Bug ID: JDK-8330606 Redefinition doesn't but should verify the new klass

Versions (Unresolved/Resolved/Fixed)

The Version table provides details related to the release that this issue/RFE will be addressed.

Unresolved : Release in which this issue/RFE will be addressed.
Resolved: Release in which this issue/RFE has been resolved.
Fixed : Release in which this issue/RFE has been fixed. The release containing this fix may be available for download as an Early Access Release or a General Availability Release.

To download the current JDK release, click here.

JDK 24
24 b26Fixed

Redefinition calls the verifier passing true for should_verify_class.

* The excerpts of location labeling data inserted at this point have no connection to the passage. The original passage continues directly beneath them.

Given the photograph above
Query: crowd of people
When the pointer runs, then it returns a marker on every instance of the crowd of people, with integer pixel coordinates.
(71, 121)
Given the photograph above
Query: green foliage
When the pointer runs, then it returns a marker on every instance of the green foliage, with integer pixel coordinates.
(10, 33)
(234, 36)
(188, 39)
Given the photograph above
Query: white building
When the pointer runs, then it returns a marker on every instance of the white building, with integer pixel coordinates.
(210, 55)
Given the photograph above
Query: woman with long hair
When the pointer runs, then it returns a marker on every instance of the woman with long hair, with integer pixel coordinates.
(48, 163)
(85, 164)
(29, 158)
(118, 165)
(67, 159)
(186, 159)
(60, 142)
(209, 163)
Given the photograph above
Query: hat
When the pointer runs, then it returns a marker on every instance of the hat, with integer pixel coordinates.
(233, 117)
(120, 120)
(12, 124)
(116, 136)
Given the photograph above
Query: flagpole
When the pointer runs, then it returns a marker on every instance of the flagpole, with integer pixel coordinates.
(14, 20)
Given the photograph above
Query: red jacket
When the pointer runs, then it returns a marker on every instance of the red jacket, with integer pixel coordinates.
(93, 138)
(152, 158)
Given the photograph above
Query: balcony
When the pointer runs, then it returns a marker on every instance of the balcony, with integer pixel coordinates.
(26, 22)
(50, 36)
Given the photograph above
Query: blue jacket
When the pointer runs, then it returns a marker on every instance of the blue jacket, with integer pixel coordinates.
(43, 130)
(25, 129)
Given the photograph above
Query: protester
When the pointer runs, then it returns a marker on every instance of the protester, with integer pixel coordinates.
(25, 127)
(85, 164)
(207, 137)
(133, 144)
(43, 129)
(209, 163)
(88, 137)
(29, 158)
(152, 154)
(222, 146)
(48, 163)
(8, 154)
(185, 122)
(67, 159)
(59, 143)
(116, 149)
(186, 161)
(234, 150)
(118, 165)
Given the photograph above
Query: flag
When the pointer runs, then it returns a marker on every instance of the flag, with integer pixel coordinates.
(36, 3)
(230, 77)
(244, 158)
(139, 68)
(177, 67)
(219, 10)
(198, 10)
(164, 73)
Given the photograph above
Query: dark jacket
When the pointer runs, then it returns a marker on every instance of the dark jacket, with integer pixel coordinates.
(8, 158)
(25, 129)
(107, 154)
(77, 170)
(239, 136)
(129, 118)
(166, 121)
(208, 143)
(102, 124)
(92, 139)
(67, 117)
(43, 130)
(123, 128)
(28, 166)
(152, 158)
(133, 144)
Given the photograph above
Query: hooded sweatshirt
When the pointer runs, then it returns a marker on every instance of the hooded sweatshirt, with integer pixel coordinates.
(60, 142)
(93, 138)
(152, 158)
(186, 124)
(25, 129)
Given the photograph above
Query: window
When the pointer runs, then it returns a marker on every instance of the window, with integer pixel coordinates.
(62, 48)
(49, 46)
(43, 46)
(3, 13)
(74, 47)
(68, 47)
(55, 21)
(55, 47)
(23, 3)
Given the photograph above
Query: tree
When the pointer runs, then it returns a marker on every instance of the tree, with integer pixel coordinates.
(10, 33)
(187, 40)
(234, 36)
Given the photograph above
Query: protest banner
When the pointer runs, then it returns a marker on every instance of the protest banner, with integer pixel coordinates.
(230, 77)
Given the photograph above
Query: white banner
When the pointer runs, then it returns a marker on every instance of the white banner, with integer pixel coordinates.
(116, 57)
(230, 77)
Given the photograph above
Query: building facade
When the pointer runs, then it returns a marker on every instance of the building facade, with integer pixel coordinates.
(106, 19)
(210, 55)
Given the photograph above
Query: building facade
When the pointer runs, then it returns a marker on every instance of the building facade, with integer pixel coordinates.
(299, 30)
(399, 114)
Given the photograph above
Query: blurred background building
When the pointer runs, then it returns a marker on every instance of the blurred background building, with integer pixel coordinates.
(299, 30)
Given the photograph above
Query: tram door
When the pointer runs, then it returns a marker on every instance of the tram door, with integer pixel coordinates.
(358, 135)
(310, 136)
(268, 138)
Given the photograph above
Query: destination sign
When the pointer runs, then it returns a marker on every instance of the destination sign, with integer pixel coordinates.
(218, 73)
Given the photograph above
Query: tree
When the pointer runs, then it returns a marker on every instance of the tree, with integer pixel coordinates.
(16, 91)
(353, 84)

      RedefineVerifyMark rvm(the_class, scratch_class, state);
      Verifier::verify(scratch_class, true, THREAD);

But code within the verifier decides otherwise if the class belongs to the null class loader.  verify() calls

    Verifier::is_eligible_for_verification(InstanceKlass* klass, bool should_verify_class) {

which calls

    bool Verifier::should_verify_for(oop class_loader, bool should_verify_class) {
      return (class_loader == nullptr || !should_verify_class) ?
        BytecodeVerificationLocal : BytecodeVerificationRemote;
    }

So returns false for redefining java.lang.VerifyError for example.  Should that code be an && above ?

is_eligible_for_verification also has some exceptions, that for redefinition (java.lang.Class etc) should not be exceptions.  They should be verified if redefined.

-Xverify:all sets BytecodeVerificationLocal to true, but that's not what's needed for redefinition.  There should be a way to call the verifier with an always verify flag.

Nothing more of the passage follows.